It happens to most, if not all of us at some point or another. The longing to be with people who know us in a place that’s familiar becomes overwhelming.

I don’t get homesick often, but when I do it runs me over harder than a micro barreling down Alameda on a poor kiltro (stray dog) wandering in the middle of the road. Missing all those things can be a black hole that’s hard to crawl out of. You start to wonder what your life would be like if you lived somewhere else. You start to idealize the people you used to know and the places you used to go. You start to focus on only what was in the past, forgetting to appreciate what you have in the here and now.

I’ve learned too important things that help me deal with being homesick.

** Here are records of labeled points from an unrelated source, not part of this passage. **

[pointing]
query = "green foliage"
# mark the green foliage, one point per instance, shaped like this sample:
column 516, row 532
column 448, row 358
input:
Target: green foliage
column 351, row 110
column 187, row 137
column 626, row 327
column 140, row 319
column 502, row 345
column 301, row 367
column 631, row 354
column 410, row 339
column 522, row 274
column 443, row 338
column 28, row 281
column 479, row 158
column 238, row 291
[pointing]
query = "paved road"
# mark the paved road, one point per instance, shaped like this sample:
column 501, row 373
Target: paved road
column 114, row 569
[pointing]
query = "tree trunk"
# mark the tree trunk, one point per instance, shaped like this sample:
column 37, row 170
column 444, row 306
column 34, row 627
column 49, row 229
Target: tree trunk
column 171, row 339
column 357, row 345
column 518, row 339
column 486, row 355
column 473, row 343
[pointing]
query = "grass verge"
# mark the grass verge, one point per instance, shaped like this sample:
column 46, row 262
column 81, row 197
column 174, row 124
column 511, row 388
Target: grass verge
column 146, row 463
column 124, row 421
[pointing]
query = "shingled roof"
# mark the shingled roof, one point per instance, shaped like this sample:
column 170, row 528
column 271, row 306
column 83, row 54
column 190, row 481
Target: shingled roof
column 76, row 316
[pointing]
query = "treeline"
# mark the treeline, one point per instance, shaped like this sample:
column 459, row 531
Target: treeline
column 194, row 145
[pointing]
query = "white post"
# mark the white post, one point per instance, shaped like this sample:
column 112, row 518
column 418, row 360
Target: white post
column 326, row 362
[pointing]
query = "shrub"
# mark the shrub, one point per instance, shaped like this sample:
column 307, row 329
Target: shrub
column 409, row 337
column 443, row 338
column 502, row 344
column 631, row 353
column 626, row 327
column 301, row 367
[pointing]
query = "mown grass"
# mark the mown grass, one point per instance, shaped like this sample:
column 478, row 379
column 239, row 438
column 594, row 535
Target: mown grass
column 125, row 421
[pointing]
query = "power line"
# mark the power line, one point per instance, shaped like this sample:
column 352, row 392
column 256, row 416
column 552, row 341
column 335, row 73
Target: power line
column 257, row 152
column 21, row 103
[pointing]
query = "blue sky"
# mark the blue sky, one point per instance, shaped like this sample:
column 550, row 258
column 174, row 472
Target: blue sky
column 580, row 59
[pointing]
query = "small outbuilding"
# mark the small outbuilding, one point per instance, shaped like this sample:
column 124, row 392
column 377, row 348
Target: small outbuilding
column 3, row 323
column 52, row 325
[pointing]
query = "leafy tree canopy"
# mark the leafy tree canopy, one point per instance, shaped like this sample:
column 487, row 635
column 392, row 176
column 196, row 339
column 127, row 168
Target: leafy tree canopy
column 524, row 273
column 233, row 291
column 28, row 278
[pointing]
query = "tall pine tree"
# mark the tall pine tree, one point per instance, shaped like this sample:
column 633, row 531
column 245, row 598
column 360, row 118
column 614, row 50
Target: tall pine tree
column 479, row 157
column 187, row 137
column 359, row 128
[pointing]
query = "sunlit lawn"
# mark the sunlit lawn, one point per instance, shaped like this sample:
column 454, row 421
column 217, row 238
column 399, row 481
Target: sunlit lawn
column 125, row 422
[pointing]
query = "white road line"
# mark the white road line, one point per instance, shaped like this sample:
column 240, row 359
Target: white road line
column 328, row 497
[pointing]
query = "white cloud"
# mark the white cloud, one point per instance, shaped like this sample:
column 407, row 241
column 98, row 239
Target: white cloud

1. Nobody is ever homesick forever — or at least nobody I know. You might feel a strong urge to go back home for a while, but it will pass. Yes, the age old wisdom really is true, “This too shall pass.” Eventually you’ll start to appreciate your life as is again, instead of wishing you were somewhere else. And if you have been homesick for an inordinate amount of time, maybe that just means you really should go back. But, homesickness for me has always passed within a month, and once it took two, but never more. So I comfort myself in knowing that homesickness too, shall pass.

2. Life goes on without you — accept it. At first when you live abroad, your friends start getting married, relatives start having babies, somebody’s grandma dies. And you miss it all. That feeling can be devastating, I know. Sooner or later, though, you’ll plant your own roots wherever you are. You’ll live through your own births and deaths and weddings and divorces and happiness and sadness. Those won’t replace what’s going on with your childhood/college friends and family back home. But, again, it comes back to living your life in the here and now, as corny as that may sound.

3. The beauty in being an expat is that you’re always missing someone, something, somewhere. Yes, I said beauty, that’s not a typo. In a sense it’s a little heartbreaking that you’re always far away from people and places you love. But, I really do think, that very few people are as appreciative of the friends and family they do have as expats are. When you miss someone or somewhere so much only then do you know how strongly you really love him/her/it.